PDA

View Full Version : The BibleWorks Hebraica/Judaica project



bkMitchell
10-07-2010, 12:46 AM
Hello Bibleworks users and forum members,

Would you like to see more Hebrew modules?
Would you be happy to use any of the following(or any other Hebraica) in Bibleworks?
If, we work together I think it is possible increase the number of Hebrew modules available to BibleWorks' users. Here are a few things that might be handy to have with in BibleWorks.


The Siddur / Siddorim

Jacob ben Chajim ibn Adonijah's Tanakh
The Mishnah, Talmud, Mishneh Torah
The Masorah Parva,
The Masorah Magna,
The Masorah Finalis
Rashi's commentary on the pentatuech


Entering Hebrew text into BibleWorks is not that hard, but it is not as easy as copy and pasting unicode Hebrew text into the BW compiler. One, first must transcribe Hebrew/Greek texts into CCAT format.


What is CCAT?
CCAT stands for: CENTER FOR COMPUTER ANALYSIS OF TEXTS


On the BibleWorks formus CCAT most often means a type of transliteration scheme (Hebrew and Greek) called Beta Code. It uses only the ASCII characters/codes that are readily available on all computers. Special Hebrew, Greek, Coptic, etc fonts are then mapped over the CCAT/BETA codes.


What then is Beta Code?
Beta Code was created by David Woodley Packard a linguist, humanist, professor, but more famously known as the son of the co-founder of the Hewlett-Packard Company.
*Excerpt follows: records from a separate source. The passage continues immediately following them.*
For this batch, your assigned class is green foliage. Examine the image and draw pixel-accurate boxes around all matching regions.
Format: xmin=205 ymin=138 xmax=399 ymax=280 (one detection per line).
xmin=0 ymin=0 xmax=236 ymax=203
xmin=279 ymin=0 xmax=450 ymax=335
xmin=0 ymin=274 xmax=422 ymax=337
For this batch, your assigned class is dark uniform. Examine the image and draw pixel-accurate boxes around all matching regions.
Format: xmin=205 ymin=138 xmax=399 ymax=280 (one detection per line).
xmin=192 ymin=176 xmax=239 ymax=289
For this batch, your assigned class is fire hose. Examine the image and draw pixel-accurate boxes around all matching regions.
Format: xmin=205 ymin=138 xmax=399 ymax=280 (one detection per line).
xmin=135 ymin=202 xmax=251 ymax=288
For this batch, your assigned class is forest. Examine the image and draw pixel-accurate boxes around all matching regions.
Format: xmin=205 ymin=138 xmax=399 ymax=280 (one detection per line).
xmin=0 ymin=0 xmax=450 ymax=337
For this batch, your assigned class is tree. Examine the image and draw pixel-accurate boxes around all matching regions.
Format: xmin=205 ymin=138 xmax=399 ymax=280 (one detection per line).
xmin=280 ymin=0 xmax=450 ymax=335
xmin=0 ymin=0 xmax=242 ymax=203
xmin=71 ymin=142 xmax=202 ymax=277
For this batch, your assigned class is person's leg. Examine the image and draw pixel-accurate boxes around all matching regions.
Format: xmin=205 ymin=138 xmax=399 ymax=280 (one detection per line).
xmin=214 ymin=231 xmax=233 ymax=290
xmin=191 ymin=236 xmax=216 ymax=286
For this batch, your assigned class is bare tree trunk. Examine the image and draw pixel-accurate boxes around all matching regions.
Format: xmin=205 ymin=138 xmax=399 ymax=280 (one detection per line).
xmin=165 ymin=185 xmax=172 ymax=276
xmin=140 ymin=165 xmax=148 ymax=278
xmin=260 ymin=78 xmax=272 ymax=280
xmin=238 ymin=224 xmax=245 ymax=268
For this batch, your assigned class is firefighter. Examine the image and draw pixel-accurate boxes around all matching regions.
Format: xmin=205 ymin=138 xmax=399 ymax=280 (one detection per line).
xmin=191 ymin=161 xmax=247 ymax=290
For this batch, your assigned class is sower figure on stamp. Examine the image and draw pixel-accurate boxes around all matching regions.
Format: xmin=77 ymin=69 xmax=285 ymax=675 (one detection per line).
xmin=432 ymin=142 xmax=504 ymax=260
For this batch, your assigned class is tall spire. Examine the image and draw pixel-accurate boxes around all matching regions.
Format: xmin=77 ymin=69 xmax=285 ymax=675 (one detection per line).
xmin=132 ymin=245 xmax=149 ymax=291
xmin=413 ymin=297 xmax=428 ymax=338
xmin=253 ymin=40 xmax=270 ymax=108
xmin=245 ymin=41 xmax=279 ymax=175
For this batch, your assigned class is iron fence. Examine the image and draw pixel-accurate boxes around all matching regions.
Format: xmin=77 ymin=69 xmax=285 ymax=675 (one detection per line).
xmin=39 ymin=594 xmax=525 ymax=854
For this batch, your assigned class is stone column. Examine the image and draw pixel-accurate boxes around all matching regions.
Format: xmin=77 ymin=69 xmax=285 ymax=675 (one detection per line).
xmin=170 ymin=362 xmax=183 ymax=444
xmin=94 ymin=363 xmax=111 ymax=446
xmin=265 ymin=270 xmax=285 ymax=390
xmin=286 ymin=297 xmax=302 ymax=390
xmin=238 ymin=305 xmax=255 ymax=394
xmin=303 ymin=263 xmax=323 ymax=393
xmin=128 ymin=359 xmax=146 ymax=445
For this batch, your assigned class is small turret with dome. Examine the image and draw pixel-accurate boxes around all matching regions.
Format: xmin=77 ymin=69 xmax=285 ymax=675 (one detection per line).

It was first adopted in the 1970's for the Thesaurus Linguae Graecae (TLG), (1976) I assume by The Gramcord institute, in 1987 for for the Perseus Project, by Bibleworks, and many others.

What does CCAT/Beta Code look like?

Here is the first line from the first tractate of the Mishnah Database I have started working on:


Mishnah:
Seder Zeraim; Tractate Berakhot


With vowel points
מֵאֵימָתַי קוֹרִין אֶת שְׁמַע בְּעַרְבִית
M")"YMFTAY QWORIYN )ET $:MA( BAR:BIYT

Without vowel points
מאימתי קורין את שמע בערבית
M)YMTY QWRYN )T $M( B(RBYT




מאימתי קורין את שמע בערבית
משעה שהכהנים נכנסים לאכל בתרומתן עד סוף האשמורה הראשונה דברי רבי אליעזר
וחכמים אומרים עד חצות
רבן גמליאל אומר עד שיעלה עמוד השחר
מעשה שבאו בניו מבית המשתה אמרו לו לא קרינו את שמע
אמר להם אם לא עלה עמוד השחר חיבין אתם לקרות
ולא זו בלבד אלא כל מה שאמרו חכמים עד חצות מצותן עד שיעלה עמוד השחר
הקטר חלבים ואברים מצותן עד שיעלה עמוד השחר
וכל הנאכלין ליום אחד מצותן עד שיעלה עמוד השחר
אם כן למה אמרו חכמים עד חצות כדי להרחיק את האדם מן העבירה




M$NH ZW BMHDWRH HMBW)RT
M)YMTY QWRYN )T $M( B(RBYT
M$(H $HKHNYM NKNSYM L)KL BTRWMTN (D SWP H)$MWRH HR)$WNH DBRY RBY )LY(ZR
WXKMYM )WMRYM (D XCWT
RBN GMLY)L )WMR (D $Y(LH (MWD H$XR
M($H $B)W BNYW MBYT HM$TH )MRW LW L) QRYNW )T $M(
)MR LHM )M L) (LH (MWD H$XR XYBYN )TM LQRWT
WL) ZW BLBD )L) KL MH $)MRW XKMYM (D XCWT MCWTN (D $Y(LH (MWD H$XR
HQ+R XLBYM W)BRYM MCWTN (D $Y(LH (MWD H$XR
WKL HN)KLYN LYWM )XD MCWTN (D $Y(LH (MWD H$XR
)M KN LMH )MRW XKMYM (D XCWT KDY LHRXYQ )T H)DM MN H(BYRH

It only took about 4 minutes to transcribe this from Unicode, it is easy to enter un-pointed Hebrew this way than it is to enter the vowel points, and (in some text) the accents.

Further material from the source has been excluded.